Jobless Claims dropped a bigger than expected 29K last week to 343K. The four-week average, which smooths out the week-to-week volatility, dropped by 27K to 381.5K. The Jobless Claims numbers have shaken off the Sandy effects and have now gone below pre-Sandy levels (it was in the 360K vicinity before the storm).

This level of claims data, if sustained over the coming weeks, will be indicative of a notable positive momentum in the labor market. Hard to tell at this stage how sustainable this trend will turn out to be, but it nevertheless shows that the persistent downtrend in corporate capital spending has not carried into hiring decisions.

The Retail Sales data this morning came in weaker than expected on the 'headline,' but the growth number excluding gasoline and automobile came in better than expected. The notable gains (in the ex-gasoline/auto category) were for non-store retailers, which primarily includes online merchants.

This confirms the positive secular movement of consumer spending dollars to the web that online-only merchants like Amazon (AMZN - Free Report) has been cashing. In fact, many traditional brick and mortar retailers like Wal-Mart (WMT - Free Report) and Target (TGT - Free Report) have been making concerted online pushes this holiday season.

As such, while overall holiday spending this year appears to be comparable to trends last year, growth on the online front appears to be better than last year.
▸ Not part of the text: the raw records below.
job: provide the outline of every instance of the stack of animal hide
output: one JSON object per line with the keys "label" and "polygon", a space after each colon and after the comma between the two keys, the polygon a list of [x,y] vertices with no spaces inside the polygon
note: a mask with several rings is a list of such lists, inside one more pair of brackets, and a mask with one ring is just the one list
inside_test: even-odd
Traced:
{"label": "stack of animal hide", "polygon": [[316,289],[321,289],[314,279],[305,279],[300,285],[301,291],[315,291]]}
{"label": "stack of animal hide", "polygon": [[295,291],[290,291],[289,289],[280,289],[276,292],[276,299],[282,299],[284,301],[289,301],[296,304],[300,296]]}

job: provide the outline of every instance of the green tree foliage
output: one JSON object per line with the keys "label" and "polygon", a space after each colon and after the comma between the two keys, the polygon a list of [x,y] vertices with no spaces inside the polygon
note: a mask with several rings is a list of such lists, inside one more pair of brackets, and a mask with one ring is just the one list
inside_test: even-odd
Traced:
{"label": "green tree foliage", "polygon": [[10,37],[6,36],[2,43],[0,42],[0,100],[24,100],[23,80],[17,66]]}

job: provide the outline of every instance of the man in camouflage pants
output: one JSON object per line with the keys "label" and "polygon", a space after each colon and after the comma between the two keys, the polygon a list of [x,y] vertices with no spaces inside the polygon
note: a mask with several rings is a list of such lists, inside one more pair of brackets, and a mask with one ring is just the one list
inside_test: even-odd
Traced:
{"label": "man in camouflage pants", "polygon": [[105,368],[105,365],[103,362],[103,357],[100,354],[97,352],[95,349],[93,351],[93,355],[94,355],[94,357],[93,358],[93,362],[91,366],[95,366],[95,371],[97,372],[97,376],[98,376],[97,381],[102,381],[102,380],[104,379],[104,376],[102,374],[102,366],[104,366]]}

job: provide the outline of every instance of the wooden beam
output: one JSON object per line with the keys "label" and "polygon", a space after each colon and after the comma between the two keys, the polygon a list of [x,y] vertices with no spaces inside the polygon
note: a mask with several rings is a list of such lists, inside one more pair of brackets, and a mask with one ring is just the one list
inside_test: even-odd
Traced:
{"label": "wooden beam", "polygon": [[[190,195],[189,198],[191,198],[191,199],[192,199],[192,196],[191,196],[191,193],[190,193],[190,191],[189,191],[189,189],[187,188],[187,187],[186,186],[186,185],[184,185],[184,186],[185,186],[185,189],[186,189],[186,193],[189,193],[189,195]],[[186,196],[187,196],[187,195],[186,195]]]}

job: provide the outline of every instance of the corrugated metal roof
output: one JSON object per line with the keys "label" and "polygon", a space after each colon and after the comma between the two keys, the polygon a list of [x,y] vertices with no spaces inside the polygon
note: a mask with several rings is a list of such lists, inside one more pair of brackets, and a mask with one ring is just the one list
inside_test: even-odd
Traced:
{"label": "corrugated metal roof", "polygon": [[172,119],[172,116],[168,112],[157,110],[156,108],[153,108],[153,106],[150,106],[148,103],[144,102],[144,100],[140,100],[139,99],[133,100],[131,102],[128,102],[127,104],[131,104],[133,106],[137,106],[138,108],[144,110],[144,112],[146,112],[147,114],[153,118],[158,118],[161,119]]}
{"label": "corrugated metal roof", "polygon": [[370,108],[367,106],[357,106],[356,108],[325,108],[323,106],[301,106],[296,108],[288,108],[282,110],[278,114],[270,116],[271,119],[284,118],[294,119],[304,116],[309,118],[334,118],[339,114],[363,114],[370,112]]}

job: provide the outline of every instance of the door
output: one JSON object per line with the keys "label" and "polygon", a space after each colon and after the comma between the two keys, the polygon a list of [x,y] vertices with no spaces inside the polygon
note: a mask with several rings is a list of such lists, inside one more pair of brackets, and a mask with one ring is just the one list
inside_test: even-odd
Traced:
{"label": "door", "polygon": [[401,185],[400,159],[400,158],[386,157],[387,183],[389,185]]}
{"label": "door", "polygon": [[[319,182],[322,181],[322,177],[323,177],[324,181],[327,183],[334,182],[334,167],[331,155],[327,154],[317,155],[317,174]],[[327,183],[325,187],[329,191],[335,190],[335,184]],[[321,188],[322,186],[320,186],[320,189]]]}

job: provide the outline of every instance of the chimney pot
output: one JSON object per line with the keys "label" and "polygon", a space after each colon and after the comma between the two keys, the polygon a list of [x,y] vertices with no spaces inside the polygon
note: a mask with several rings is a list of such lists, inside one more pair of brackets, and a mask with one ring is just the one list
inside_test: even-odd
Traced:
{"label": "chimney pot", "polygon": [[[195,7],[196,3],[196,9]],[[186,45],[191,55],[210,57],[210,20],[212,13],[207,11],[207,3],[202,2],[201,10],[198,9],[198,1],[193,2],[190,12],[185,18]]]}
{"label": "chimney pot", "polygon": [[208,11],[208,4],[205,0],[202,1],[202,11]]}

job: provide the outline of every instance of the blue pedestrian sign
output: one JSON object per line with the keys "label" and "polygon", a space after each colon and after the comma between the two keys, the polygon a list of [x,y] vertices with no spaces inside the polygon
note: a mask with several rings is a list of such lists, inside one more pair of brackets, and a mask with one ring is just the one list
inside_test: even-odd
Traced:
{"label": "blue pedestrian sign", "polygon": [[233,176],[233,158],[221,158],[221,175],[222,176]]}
Another positive in this morning's November Retail Sales data is the drop in gasoline sales, primarily a function of lower prices.

There is a lot of economic data this morning, but the 'Fiscal Cliff' issue still remains unresolved. Some have started indicating that the issue may not get resolved before Christmas. To many of us the broad outlines of a deal are right under our noses, but somehow our leaders can't seem to grasp them.